Why do many people think that meditation must be very difficult?

Meditating is not difficult, what is difficult is to stop thinking. And people associate meditation with stopping thinking. They try and sit with the idea of ​​going blank and think that this is not for them. They believe that all that amount of thoughts that come to them, they come to them because they have sat down to meditate, but those thoughts were already there before. Those thoughts come “standard.” And that’s where they get mixed up. They start a fight against something as natural as thinking. And thinking is not a problem.

Meditating is not stopping thinking but to realize that thought is an experience that you have but that you are not. You don’t have to believe it and that frees up a lot. But that is not well understood. Understanding it is the first stumbling block. And to that we must add the “mental stiffness” …

What are “mental sores”?

There are many excuses for not meditating. What if “I don’t have time”, what if it “gets on my nerves”, what if “I’m not good for that”, what if “I don’t have patience”, what if “it’s useless” … That’s what I call “Mental pains.”

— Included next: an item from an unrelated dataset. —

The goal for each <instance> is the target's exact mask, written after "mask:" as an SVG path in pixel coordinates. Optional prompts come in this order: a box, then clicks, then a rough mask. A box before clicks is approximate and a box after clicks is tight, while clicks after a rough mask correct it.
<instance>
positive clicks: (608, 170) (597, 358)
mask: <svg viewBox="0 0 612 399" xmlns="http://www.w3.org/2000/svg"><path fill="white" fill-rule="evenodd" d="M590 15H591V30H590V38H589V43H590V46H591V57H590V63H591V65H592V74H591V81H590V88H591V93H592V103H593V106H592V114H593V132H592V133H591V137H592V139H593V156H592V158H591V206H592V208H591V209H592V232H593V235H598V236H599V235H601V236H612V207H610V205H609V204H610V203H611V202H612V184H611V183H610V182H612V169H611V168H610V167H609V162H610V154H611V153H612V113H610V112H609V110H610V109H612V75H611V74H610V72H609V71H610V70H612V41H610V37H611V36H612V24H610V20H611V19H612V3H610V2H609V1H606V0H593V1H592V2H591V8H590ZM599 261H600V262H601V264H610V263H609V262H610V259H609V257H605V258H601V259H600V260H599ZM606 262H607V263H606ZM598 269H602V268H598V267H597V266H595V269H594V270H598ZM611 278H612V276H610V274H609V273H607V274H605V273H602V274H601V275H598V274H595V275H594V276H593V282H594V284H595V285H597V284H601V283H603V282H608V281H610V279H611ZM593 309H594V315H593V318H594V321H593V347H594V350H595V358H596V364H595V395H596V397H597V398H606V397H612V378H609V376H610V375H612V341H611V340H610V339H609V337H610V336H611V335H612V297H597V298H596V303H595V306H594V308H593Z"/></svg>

“I don’t have time” is usually one of the most common. But what I usually ask is how they can have time to devote to having about 60.000 useless thoughts a day. That amount of cháchara mental it does not contribute anything and 90% is repeated from previous days and takes a lot of time. If you meditate, you change a little bit of your day for a long time of mental chatter. In fact, one of the advantages of meditation is that time becomes more elastic.

To avoid these “mental lapses” you have to know them well and know what effect they have on us. Knowing them we can fight against them.

What is meditation for

Úrsula Calvo participates in the First National Congress of Science and Mindfulness (March 14 and 15, in Seville). A meeting, organized by the National Wellness Center, in which scientific studies published so far that collect the benefits of mindfulness and meditation for health will be announced.